Introduction to the Linux kernel file Cache management mechanism-IBM

Source: Internet
Author: User
Tags sendfile

HTTPS://WWW.IBM.COM/DEVELOPERWORKS/CN/LINUX/L-CACHE/1 Preface

Since its inception, Linux has been continuously improved and popularized, it has become one of the mainstream general operating systems, widely used, and Windows, UNIX, together occupy almost all the market share of the operating system industry. Especially in the field of high-performance computing, Linux has become a dominant operating system, with 301 of the global TOP500 computers deployed in June 2005 as Linux operating systems. Therefore, the research and use of Linux has become an unavoidable problem for developers.

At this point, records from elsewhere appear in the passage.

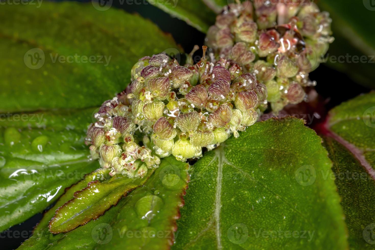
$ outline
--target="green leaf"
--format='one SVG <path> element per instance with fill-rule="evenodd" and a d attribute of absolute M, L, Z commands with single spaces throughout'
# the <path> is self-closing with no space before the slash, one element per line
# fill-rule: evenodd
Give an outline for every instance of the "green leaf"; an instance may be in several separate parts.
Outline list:
<path fill-rule="evenodd" d="M 41 212 L 99 168 L 84 143 L 93 109 L 2 117 L 0 230 Z"/>
<path fill-rule="evenodd" d="M 206 32 L 215 23 L 215 14 L 205 4 L 206 0 L 147 0 L 151 4 L 183 20 L 200 31 Z"/>
<path fill-rule="evenodd" d="M 332 19 L 335 39 L 330 46 L 329 56 L 344 57 L 341 59 L 343 63 L 328 60 L 328 65 L 347 73 L 359 84 L 374 88 L 375 34 L 369 31 L 366 24 L 375 23 L 375 6 L 372 2 L 372 0 L 324 0 L 318 3 L 322 10 L 329 12 Z M 364 57 L 366 62 L 355 62 L 358 60 L 354 56 Z"/>
<path fill-rule="evenodd" d="M 57 235 L 50 233 L 45 224 L 37 228 L 34 235 L 19 249 L 123 249 L 124 246 L 130 249 L 168 248 L 177 234 L 176 219 L 179 207 L 183 204 L 182 196 L 188 180 L 188 167 L 172 156 L 162 159 L 160 167 L 144 186 L 132 191 L 97 219 Z M 70 199 L 64 196 L 62 199 L 65 201 L 58 202 Z M 156 208 L 159 212 L 154 213 Z M 153 212 L 146 215 L 150 211 Z"/>
<path fill-rule="evenodd" d="M 99 106 L 139 59 L 179 49 L 149 21 L 91 3 L 2 5 L 0 22 L 0 112 Z"/>
<path fill-rule="evenodd" d="M 333 162 L 351 249 L 373 249 L 375 228 L 375 92 L 332 109 L 320 132 Z"/>
<path fill-rule="evenodd" d="M 316 174 L 332 163 L 303 125 L 258 123 L 200 159 L 173 248 L 347 248 L 334 182 Z"/>
<path fill-rule="evenodd" d="M 50 231 L 54 234 L 66 232 L 102 215 L 116 205 L 123 196 L 143 185 L 154 172 L 149 169 L 143 178 L 117 177 L 107 182 L 100 180 L 89 183 L 87 187 L 74 194 L 74 198 L 56 210 L 50 222 Z"/>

Let's look at the mechanism of file Cache management in the Linux kernel. This article takes the 2.6 series kernel as the benchmark, mainly describes the work principle, the data structure and the algorithm, does not involve the specific code.

Back to top of page

2 operating system and file Cache management

An operating system is the most important system software on a computer that manages a variety of physical resources and provides the application with a variety of abstract interfaces for the use of these physical resources. From an application perspective, the operating system provides a unified virtual machine in which there are no specific details about the various machines, only the logic concepts of processes, files, address space, and interprocess communication. This abstract virtual machine makes application development relatively easy: developers need to interact with the various logical objects in the virtual machine without needing to know the specifics of the various machines. In addition, these abstract logical objects make it easy for the operating system to isolate and protect individual applications.

For data on a storage device, the logical concept that the operating system provides to the application is "file". When an application stores or accesses data, it simply reads or writes a one-dimensional address space of "file", and the correspondence between this address space and the storage block on the storage device is maintained by the operating system.

In the Linux operating system, when the application needs to read the data in the file, the operating system allocates some memory, reads the data from the storage device into the memory, and then distributes the data to the application, and when the data needs to be written to the file, the operating system allocates memory to receive the user data. The data is then written from memory to disk. File Cache management refers to the management of the memory allocated by the operating system and used to store file data. Cache management is measured by two indicators: the cache hit rate, the cache hit when the data can be obtained directly from memory, no longer need to access low-speed peripherals, it can significantly improve performance, the second is the ratio of effective cache, the effective cache refers to the actual access to the cache entries, If the ratio of valid caches is low, a considerable portion of the disk bandwidth is wasted on reading useless caches, and useless caches can indirectly cause system memory to be strained, which can eventually severely affect performance.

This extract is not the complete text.